Where Are Properties Selling Above Valuation?
Whilst most areas saw a small reduction in the percentage paid over Home Report valuations, West Fife & Kinross and Edinburgh bucked the trend, both experiencing an increase. In West Fife & Kinross, homes sold for an average of 103.2% of their valuation, a healthy rise of 1.9 percentage points. Edinburgh also saw a 0.1 percentage point increase, with properties achieving 101.9% of their valuation on average.
Even in areas where the percentage paid over valuation dipped slightly, homes are still achieving strong selling prices. East Lothian sellers secured 101.9% of Home Report valuation, while Midlothian properties achieved 101.2%, despite seeing a slight year-on-year decrease of 0.8 and 1.1 percentage points, respectively.
In Edinburgh, the East of the city saw the highest demand, with properties selling for an average of 103.5% of valuation. Looking closer, Willowbrae, Easter Road, and Portobello emerged as key hotspots, with buyers paying well over valuation to secure homes. Willowbrae led the way at 106.5%, closely followed by Easter Road at 106.3% and Portobello at 105.3%, reflecting strong competition in these sought-after locations.

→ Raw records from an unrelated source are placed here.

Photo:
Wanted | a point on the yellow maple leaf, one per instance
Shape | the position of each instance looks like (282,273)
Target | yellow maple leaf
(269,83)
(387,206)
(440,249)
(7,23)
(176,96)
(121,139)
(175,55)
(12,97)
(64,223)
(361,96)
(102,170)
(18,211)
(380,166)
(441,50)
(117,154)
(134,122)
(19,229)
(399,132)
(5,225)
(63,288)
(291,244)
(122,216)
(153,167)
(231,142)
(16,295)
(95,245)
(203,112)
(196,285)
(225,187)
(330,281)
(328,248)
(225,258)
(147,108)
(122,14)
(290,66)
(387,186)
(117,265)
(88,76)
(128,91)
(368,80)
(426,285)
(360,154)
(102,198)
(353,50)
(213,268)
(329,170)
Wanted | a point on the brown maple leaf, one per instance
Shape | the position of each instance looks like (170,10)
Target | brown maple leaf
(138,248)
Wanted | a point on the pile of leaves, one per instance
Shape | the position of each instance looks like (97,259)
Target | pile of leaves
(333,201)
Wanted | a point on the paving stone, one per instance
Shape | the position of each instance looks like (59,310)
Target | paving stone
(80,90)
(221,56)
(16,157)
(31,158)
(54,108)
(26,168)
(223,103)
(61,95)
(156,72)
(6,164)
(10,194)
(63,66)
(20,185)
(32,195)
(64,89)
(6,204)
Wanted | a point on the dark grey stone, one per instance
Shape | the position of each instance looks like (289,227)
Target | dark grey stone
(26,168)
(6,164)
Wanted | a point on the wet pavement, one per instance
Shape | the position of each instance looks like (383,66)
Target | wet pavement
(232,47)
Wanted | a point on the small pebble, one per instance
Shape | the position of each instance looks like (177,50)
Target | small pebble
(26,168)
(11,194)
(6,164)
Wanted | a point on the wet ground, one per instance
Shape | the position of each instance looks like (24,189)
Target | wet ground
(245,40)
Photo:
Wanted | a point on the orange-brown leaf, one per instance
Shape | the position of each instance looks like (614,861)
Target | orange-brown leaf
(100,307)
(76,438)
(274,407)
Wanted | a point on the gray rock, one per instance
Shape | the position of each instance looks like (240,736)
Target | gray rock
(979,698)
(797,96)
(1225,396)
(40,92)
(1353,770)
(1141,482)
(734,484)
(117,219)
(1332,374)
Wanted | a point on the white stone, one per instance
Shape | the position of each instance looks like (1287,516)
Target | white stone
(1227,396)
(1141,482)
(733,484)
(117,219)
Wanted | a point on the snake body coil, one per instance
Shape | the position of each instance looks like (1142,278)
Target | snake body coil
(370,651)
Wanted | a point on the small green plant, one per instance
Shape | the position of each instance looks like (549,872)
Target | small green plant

Despite minor shifts, the overall picture remains positive – buyers continue to pay close to, or above, valuation in many areas, indicating a resilient and balanced market as we move further into 2025.
Scottish Rental Market Shrinks as Landlords Exit the Sector
According to an article published by Property118, Scotland’s private rental market is seeing a significant shift, with over half of landlords (53%) considering leaving the sector due to rent control proposals and growing regulatory pressures.
New analysis from the Scottish Association of Landlords (SAL) highlights increasing concerns among property owners, with stricter legislation leading to a steady decline in available rental homes.
The report estimates that 8.5% of rental properties were withdrawn from the market in 2024, following a 6.4% decline in 2023. If these trends continue, this could equate to the loss of around 52,225 rental properties over the past two years – approximately 14.9% of Scotland’s private rental stock.
The findings come as the Scottish Government proposes rent caps linked to inflation, aiming to strike a balance between tenant affordability and landlord sustainability. However, many landlords feel the ongoing regulatory changes create an uncertain and unviable investment landscape, prompting them to sell up.
What Does this Mean for Private Buyers & Sellers?
The shift in Scotland’s rental market presents opportunities for private buyers and sellers. With more landlords selling up, first-time buyers and home movers could benefit from a wider choice of properties, potentially easing competition in certain areas. A surge in supply may also help stabilise property prices, making homeownership more accessible.
As Scotland’s property market continues to evolve, the impact of landlords leaving the sector will become clearer. For now, buyers may find greater opportunities while renters navigate growing uncertainty in an increasingly competitive market.